Based on my experience in and on the periphery of the oil industry and my subsequent following of it, I have little truck with those who cite examples like Solyndra and point to fossil fuel costs as evidence they will never be supplanted by renewable energy.

Failures will abound and lean years lay ahead for fossil fuels successors even as those industries suffered through learning curves of their own but we have little option but to press ahead.     

The environment wasn’t in play 46 years ago when Great Canadian Oil Sands first started commercial mining operations in the Athabasca tar sands, as they were known at the time, and Hubbert’s predicted worldwide peak oil was still 40 years off.

In his 1956 presentation to the American Petroleum Institute, Hubbert correctly predicted that U.S. oil production would peak between 1965 and 1970 and that was one of the principal drivers for Alberta unconventional oil development, its cost notwithstanding.

Conversely as U.S. production has ticked up in the last three years to roughly what it was back in 1950, the U.S. imperative to import Alberta’s product has waned.     

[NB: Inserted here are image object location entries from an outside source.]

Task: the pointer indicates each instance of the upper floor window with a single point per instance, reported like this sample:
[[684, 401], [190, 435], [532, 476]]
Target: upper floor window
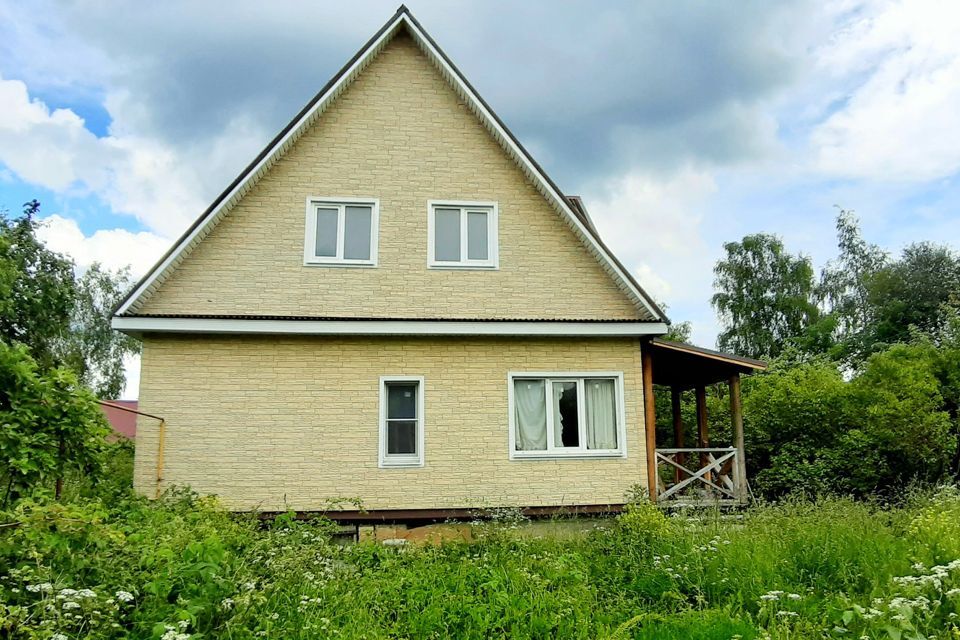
[[341, 231], [462, 235]]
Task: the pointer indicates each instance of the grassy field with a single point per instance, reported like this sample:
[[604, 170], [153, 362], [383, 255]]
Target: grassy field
[[107, 565]]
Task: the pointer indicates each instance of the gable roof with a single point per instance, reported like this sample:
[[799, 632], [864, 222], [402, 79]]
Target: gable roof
[[569, 207]]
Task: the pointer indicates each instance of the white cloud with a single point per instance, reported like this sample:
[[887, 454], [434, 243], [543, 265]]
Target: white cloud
[[654, 225], [113, 248], [899, 121], [133, 174]]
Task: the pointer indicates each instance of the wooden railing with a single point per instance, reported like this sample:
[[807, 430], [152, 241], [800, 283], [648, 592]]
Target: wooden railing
[[700, 476]]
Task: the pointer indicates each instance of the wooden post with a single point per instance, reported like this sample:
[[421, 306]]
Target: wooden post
[[736, 416], [650, 422], [703, 428], [161, 433], [677, 430]]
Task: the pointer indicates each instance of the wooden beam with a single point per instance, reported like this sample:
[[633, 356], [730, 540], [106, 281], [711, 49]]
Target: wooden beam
[[736, 417], [649, 421], [703, 428], [677, 429]]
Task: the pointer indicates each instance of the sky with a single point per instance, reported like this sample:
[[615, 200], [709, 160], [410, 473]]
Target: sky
[[683, 125]]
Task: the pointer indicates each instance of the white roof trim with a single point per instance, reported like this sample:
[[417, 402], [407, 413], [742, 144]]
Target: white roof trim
[[402, 19], [143, 324]]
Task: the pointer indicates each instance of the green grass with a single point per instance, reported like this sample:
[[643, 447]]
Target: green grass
[[800, 569]]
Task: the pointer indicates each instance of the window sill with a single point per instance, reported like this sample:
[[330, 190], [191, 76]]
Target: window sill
[[355, 265], [574, 455], [464, 267], [401, 465]]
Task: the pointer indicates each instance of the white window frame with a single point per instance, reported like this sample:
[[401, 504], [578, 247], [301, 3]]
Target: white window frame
[[581, 452], [492, 209], [401, 461], [310, 259]]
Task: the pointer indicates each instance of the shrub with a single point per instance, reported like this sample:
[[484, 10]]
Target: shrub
[[49, 425]]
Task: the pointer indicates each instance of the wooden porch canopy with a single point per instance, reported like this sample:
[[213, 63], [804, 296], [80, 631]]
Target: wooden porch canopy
[[681, 367]]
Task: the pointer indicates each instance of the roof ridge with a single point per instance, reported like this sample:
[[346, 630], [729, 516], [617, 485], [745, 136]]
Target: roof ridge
[[405, 19]]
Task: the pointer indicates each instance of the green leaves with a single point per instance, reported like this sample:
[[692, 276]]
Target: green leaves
[[63, 318], [49, 424], [764, 296]]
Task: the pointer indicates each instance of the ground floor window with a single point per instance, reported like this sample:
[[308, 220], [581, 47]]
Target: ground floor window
[[401, 421], [566, 414]]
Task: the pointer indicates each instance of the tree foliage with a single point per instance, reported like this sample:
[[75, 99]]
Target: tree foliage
[[56, 345], [62, 318], [809, 429], [92, 348], [764, 296], [37, 290]]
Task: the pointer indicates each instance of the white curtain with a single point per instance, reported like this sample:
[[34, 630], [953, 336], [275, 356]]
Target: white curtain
[[601, 414], [531, 407], [557, 418]]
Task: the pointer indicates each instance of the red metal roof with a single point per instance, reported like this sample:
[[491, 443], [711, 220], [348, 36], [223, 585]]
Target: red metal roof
[[123, 422]]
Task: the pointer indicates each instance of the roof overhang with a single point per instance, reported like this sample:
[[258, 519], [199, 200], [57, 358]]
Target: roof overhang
[[685, 366], [402, 20], [139, 325]]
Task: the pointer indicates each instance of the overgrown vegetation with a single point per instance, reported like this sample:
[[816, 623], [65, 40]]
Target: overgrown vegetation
[[107, 564], [861, 401]]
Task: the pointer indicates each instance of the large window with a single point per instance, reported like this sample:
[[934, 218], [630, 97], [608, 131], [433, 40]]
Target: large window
[[566, 415], [401, 421], [462, 235], [341, 232]]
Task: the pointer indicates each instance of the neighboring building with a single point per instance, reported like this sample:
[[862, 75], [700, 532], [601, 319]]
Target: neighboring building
[[394, 303], [123, 422]]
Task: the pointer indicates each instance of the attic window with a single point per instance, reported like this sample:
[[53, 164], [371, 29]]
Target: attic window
[[341, 231], [462, 235]]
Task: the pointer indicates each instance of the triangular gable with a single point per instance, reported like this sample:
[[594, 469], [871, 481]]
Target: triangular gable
[[571, 209]]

In its 2012 estimate, BP put global oil reserves at 1668.9 billion barrels, up 350 billion barrels from ten years earlier, and the reserve to annual production ratio was set at 52.9 years for an increase of 4.6 years over the previous decade.

Much of this increase however is attributed to expensive oil and oil that is environmentally hazardous to produce like the 173 billion barrels Alberta estimates can be recovered from the oil sands at current prices, using current technology - 75% of total North American reserves - and deep water resources.

The current up tick in U.S. production is based on high-cost unconventional shale and tight oil wells which David Hughes, one of Canada's top energy analysts, pointed out in a recent presentation to the Geological Society of America is rapidly depleted. By his estimation the Bakken and Texas' Eagle Ford plays, which currently produce two-thirds of U.S. tight oil, will have peaked by 2016 or 2017.

And then there is the environment. Researchers point to the fact that only a fraction of the world’s fossil fuels can be burned if the world is to maintain a temperature of no more than 2 degrees above pre-industrial levels, which in and of itself some claim is too high.

Others claim carbon capture and sequestration will allow us to keep burning fossil fuels but I hold to the view of Ryan Lijdsman expressed in his recent Troy Media piece Oil sands do not make economic sense, “Carbon capture has always been more of a political solution than a scientific one. It has never been commercialized, development is more expensive and complex than originally thought, and the power generation needed to compress carbon dioxide leads to increased emissions of other air pollutants such as nitrogen dioxide. . . Carbon capture was at best a stop-gap measure to be used on an interim basis while the world shifted to gas and other technologies. That future is now.”

In a follow up piece I intend to explore the various mechanisms that might help today’s clean energy wildcatters get us to that future.